I came across a curious press release from EPA today that announced that the Design for the Environment (DfE) program is "expanding its efforts." The method by which it is doing so is decidedly odd. In their own words:
"The EPA Office of Chemical Safety and Pollution Prevention (OCSPP) is announcing an initiative to expand the Design for the Environment (DfE) Safer Chemical Ingredients List (SCIL) with chemicals in new and existing functional component classes. We are inviting chemical manufacturers to submit information on their safer chemicals to EPA for review and listing on the SCIL."
This is odd as DfE normally issues guidance first.

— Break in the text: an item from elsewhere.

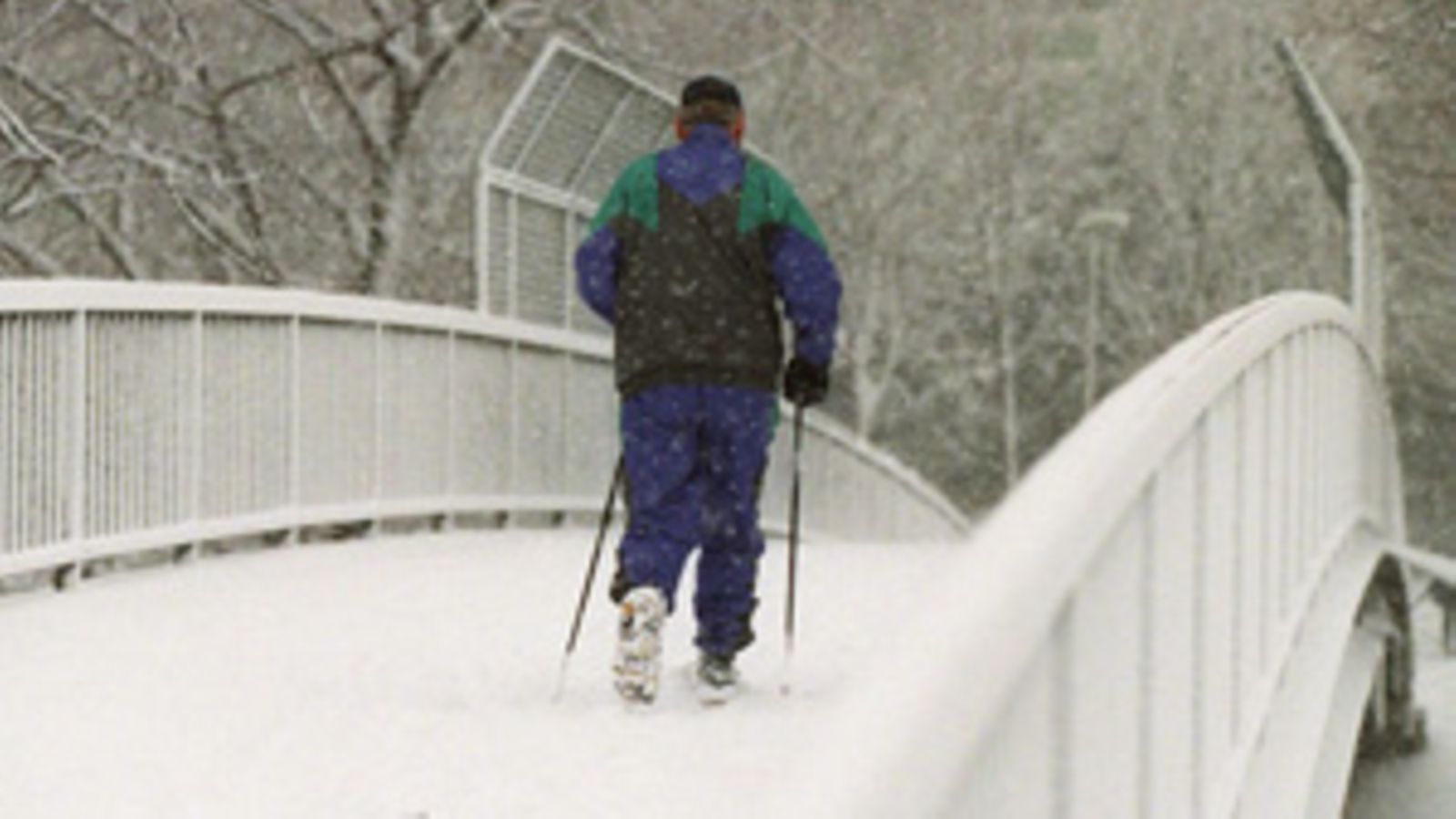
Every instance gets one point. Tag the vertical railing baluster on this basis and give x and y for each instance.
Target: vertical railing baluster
(451, 433)
(379, 424)
(296, 421)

For example, EPA has issued criteria for greener solvents that one is to follow when preparing a submittal for DfE. One complaint in the past was that the SCIL criteria are not relevant to active ingredient in pesticide formulations and the DfE response was to promise a new set of criteria for pesticide AIs, rather than follow the "General Screen" (which almost assures the AI will not pass the screen). [And in fact, the pilot program that DfE ran for antimicrobial AIs had very limited participation ...]
This "expansion" basically tells manufacturers to work with the DfE contractors (who are NSF International and ToxServices LLC) to prepare a submittal "based on the program’s safer chemical criteria" which "EPA will use the profile and Agency criteria and expertise to make the listing decision." So in other words, it will rely on existing guidance to make decisions on new DfE submittals and make a judgement call as to whether the submittal meets the criteria or not.
This case-by-case approach to regulation in the absence of clear and applicable guidelines is poor governance. If DfE wants to expand functional categories of safer chemicals, it should do the appropriate regulatory guidance development first. The current effort seems like the group is simply fishing for info on green replacements with little guidance.